It's now time for significant change in U.S. health care

By David E. Drake
Des Moines Register, June 3, 2011

As a physician I am regularly faced with patients who have inadequate or no health insurance. A person may call my office to discover that their health "insurance" does not cover mental health or they have such a high deductible they can't afford to see me. In both cases my office may refer the person to a clinic with a sliding scale, to the same place where I might refer someone who had no insurance at all.

The provision of health care in the U.S. is neither a system nor is it "insurance" of health. What we have is an increasingly broken and costly disconnected patchwork of private insurance plans that are tied to employment or retirement benefits, the latter of which have also been in jeopardy.

Once one loses their job, within a short time health coverage goes with it. Then if the person fails to meet the poverty guidelines for Medicaid, they might qualify for some coverage by Iowa Cares. Iowa Cares can work well for folks living in Polk County or Iowa City, but the many counties distant from those facilities can find persons traveling a day for a routine medical appointment.

The need for a single-payer of health care is more pressing than ever.

Recently, I was overwhelmed to learn what my own health insurance was going to cost. Having switched from providing coverage to my own family and my one employee in a group to an individual plan -- as my one employee went on Medicare -- I was astounded to learn that the "insurance" carrier had denied me coverage and had listed me as having multiple pre-existing conditions -- 90 percent of which were not accurate.

When corrected in a letter by my primary care physician, the "insurance" company accepted me but at a rate of $700 per month for my own plan and another nearly $800 for my wife and two adult kids. The total premium has come to $1,473.15.

What we need in this state and in the U.S. in a true system of health care coverage - not one plagued by hundreds of separate health plans with different deductibles, co-pays, and co-insurances.

While traveling in the United Kingdom and France recently I stopped and talked to people about their health care.
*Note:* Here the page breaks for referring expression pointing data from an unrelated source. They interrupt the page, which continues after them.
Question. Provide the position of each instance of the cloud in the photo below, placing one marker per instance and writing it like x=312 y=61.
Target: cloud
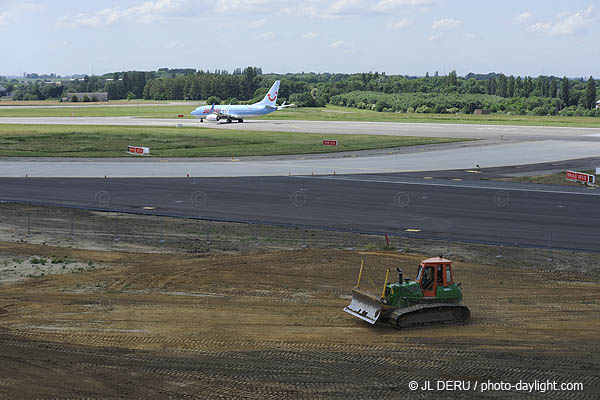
x=403 y=23
x=174 y=44
x=523 y=17
x=384 y=5
x=340 y=44
x=4 y=17
x=445 y=24
x=257 y=24
x=248 y=6
x=267 y=36
x=146 y=13
x=568 y=24
x=344 y=8
x=310 y=35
And while it's true that folks will complain about the waiting time to see a specialist not one person wanted to give up their system of health care in exchange for the craziness we find in the United States. In fact several U.K. residents were astounded and disbelieving when I described to them what I face everyday in my office as patients present to me in need of care. Residents of Scotland told me they don't even carry an insurance card.

Vermont is the first state to have the support of its legislature and governor to begin proceeding to develop our nation's first universal health care system of payment. As in Canada, physicians and other health care providers, will be able to remain in private practice and will be able to bill one source for their fees. Vermont is expected to have its single-payer system in effect, using Medicare-for-all as its model, by 2017. In the meantime Blue Cross and Blue Shield, Vermont's main provider of insurance, has not fought the change but sees itself as the possible intermediary between the government and health care providers.

I currently hire a billing service to deal with the complicated challenges of billing and a half-time person in my office who mostly calls insurance companies to verify and clarify benefits. This is a great cost to any medical practice, and I would gladly have staff to only bill one source of payment for my services and to know that everyone who called my office was covered.

We all deserve competent and comprehensive health care - including mental health. Health care should not be tied to employment. I believe it is a right and not a privilege. I know the change will come. I just hope it comes sooner than later.

David E. Drake, D.O., is a physician specializing in family psychiatry. He is in private practice in Des Moines.